Love what you do, do what you love
Wake up before sunrise. Get home after the sunsets. Work outside in the heat and the cold. Drive heavy machinery. Get covered in oil and grease fixing broken equipment. Fix broken pipe and fall in the mud. Be lucky to have a lunch break between all the chaos. Although it may seem like a hell of a day to many, to some this is just a normal day on the farm. Farming is certainty not for everyone, but for some it is everything. What makes it all bearable? Love. Dreams. Passion.
YOU LOVE WHAT YOU DO, DO WHAT YOU LOVE.
When you grow up on a family farm you don't know any better. Having your father drop you off at school with a tardy note that reads "Had to help a ewe and pull a baby lamb out this morning" may be strange to city kids. But to a farm kid, it is probably just another Tuesday. My husband and I are lucky to have grown up in families with a deep passion and love for farming.
I was raised in the middle of an almond orchard, with orchards across the street and surrounding us on all sides. Orchard life was all I knew. I had my first real neighbor when I went off to college. I still remember my first grocery shopping experience, I had to call my mom and ask what kind of ground beef to buy. We always had home grown meat or meat we bought from other 4H kids. I didn't know what % lean was normal. Growing up on a farm you kinda just take certain things for granted. Not just home grown meat, but a certain kind of love of the land, love of what you do.
Farming isn't just a job or a hobby. Farming is a love and a way of life. To be a true farmer you really do
LOVE WHAT YOU DO AND DO WHAT YOU LOVE. And when a true farmer suddenly stops loving what he does, its time for some readjustment. Sometimes life can get overwhelming and farming is no exception. When farming is not just a job is it your family business and your livelihood, you CAN and DO get burnt out. After weeks and months of no time off, no vacation, no end in sight and nothing but long hours and busy seasons ahead, it may cause you to start thinking if you have the love after all.
But don't give up. The land needs you. The trees needs you. The animals needs you.

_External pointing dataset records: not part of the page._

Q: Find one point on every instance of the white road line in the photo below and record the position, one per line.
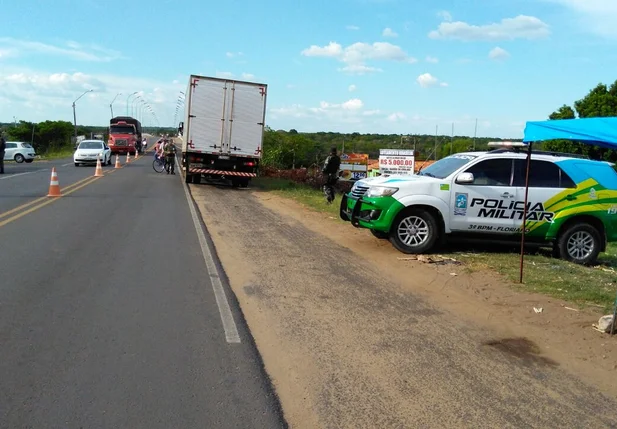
(18, 174)
(229, 325)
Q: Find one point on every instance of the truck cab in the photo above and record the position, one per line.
(124, 136)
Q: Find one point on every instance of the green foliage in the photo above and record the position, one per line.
(601, 101)
(286, 149)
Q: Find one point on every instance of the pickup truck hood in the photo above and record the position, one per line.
(396, 181)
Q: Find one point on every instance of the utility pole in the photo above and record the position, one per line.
(75, 115)
(435, 150)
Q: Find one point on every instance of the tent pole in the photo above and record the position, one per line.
(524, 226)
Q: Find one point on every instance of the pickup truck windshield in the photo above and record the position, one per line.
(121, 130)
(446, 166)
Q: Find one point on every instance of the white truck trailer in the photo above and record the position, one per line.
(223, 129)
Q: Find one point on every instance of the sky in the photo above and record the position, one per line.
(367, 66)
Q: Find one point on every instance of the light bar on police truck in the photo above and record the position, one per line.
(506, 145)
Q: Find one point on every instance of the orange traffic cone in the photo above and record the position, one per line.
(99, 168)
(54, 185)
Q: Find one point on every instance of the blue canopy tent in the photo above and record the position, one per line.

Love needs you. You are what holds the whole thing together. If there is one thing I have learned from growing up on a family farm, it is that nothing comes easy. You have to work for what you want. And WHEN you fail or fall down, you get up and try again. When you stop having fun or enjoying what your doing, give yourself a break and come back to try again. Sometimes we just need a little recharge, a mini vacation, a night out, or even just an afternoon off. Family will help bring that love back. So next time you feel yourself loosing a little bit of that love. STOP, think about how you got that love, where you first felt it, how it made you feel. You have love
inside you. Sometimes you just need a little push or LOVE tap to remind you.